Image Treatment of Hybrid Drops in Low Reynolds Number Flow

Hybrid drops, also known as compound drops, consisting of two dissimilar configurations are encountered in processes such as melting of ice particles in the atmosphere, liquid membrane technology, evaporation of drops in a superheated liquid and in other various industrial operations. The flow fields around such hybrid drops form a basis for a better understanding of these industrial applications. Here we provide exact analytic solutions for a class of $3D$/$2D$ hybrid drops immersed in an infinite viscous domain in the limit of low Reynolds number. For mathematical convenience, the geometry of the multiphase droplet is composed of two overlapping spheres (infinitely long cylinders for $2D$ case) $S_a$ and $S_b$ of radii $a$ and $b$, respectively, intersecting at a vertex angle $\frac{\pi}{2}$. The composite inclusion has the shape resembling a {\it figure-eight lens} type of object with a vapor $S_a$ partly protruded into a fluid sphere $S_b$ with a viscosity different from that of the host fluid.
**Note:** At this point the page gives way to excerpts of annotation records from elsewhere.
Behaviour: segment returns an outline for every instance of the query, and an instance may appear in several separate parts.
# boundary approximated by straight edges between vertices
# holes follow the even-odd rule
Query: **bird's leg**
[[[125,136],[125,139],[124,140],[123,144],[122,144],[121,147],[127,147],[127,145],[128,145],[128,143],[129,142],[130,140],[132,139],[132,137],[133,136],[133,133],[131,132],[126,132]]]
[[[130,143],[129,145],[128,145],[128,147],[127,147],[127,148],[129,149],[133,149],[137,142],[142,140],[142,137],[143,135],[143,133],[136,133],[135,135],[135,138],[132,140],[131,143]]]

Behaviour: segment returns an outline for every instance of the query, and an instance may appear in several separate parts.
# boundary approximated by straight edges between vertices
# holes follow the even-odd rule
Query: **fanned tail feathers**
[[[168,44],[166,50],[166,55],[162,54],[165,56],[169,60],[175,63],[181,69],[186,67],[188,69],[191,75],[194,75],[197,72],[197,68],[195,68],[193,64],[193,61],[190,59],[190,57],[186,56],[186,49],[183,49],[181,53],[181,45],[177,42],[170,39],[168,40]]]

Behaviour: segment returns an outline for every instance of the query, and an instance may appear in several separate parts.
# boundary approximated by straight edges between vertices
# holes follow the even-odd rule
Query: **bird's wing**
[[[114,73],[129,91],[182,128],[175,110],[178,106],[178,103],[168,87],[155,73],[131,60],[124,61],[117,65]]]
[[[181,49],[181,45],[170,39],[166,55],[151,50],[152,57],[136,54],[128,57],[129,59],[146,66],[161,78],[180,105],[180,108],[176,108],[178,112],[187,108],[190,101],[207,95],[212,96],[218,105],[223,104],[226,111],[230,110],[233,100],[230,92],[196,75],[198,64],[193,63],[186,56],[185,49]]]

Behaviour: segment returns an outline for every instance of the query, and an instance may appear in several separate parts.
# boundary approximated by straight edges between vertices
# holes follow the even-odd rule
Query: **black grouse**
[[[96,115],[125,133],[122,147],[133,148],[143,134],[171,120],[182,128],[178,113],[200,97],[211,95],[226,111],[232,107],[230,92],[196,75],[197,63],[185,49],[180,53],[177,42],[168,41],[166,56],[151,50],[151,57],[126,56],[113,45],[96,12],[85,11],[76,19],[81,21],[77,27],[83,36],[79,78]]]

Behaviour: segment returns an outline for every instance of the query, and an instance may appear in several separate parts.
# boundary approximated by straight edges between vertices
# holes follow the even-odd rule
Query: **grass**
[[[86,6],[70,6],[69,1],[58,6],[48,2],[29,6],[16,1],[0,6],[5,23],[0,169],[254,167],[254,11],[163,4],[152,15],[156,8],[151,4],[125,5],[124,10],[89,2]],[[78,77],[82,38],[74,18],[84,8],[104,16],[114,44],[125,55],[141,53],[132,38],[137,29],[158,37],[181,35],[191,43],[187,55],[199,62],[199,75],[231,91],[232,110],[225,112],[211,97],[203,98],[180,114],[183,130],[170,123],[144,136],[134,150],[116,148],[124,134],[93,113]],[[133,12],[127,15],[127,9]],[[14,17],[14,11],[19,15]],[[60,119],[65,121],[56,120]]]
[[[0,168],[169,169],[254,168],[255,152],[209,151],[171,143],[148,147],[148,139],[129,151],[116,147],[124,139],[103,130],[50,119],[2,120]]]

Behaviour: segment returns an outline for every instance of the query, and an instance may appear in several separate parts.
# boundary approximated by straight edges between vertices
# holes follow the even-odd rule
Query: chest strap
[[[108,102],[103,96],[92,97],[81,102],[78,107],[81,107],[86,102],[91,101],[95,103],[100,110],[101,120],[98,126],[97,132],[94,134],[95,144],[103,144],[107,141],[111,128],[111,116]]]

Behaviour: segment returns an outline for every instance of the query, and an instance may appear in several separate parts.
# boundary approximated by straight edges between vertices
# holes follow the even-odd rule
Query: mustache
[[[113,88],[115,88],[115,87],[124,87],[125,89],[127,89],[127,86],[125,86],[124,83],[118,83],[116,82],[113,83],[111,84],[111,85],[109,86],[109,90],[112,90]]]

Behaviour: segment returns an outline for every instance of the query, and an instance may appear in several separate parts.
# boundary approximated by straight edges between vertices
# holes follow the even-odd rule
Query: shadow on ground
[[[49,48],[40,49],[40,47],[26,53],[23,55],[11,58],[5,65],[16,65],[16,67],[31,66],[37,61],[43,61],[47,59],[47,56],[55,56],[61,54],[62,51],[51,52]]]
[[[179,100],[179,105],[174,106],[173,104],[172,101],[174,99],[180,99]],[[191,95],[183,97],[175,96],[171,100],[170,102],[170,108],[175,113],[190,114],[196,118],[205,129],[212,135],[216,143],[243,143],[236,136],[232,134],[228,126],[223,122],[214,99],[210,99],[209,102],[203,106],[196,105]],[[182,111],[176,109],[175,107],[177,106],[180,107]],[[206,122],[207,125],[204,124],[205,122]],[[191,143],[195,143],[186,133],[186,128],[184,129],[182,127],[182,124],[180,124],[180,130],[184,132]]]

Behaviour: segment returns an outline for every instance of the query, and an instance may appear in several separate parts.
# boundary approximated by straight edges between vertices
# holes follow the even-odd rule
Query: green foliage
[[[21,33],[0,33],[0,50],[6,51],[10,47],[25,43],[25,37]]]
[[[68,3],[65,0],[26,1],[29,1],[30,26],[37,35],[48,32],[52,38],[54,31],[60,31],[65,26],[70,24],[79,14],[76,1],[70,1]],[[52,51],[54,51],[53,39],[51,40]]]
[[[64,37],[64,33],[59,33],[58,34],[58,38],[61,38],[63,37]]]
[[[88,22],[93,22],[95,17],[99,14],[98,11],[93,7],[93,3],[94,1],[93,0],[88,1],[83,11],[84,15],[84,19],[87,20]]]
The mathematical problem with this twin-sphere assembly in the Stokes flow environment is formulated in terms of Stokes stream function with mixed boundary conditions and solved using the classical method of images. Singularity solutions are obtained for the hybrid droplet embedded in several unbounded flow fields and the force acting on the drop is computed in each case. Streamline topologies show interesting flow patterns and surprising, but interesting flow features are noticed in the case of two-dimensional flows.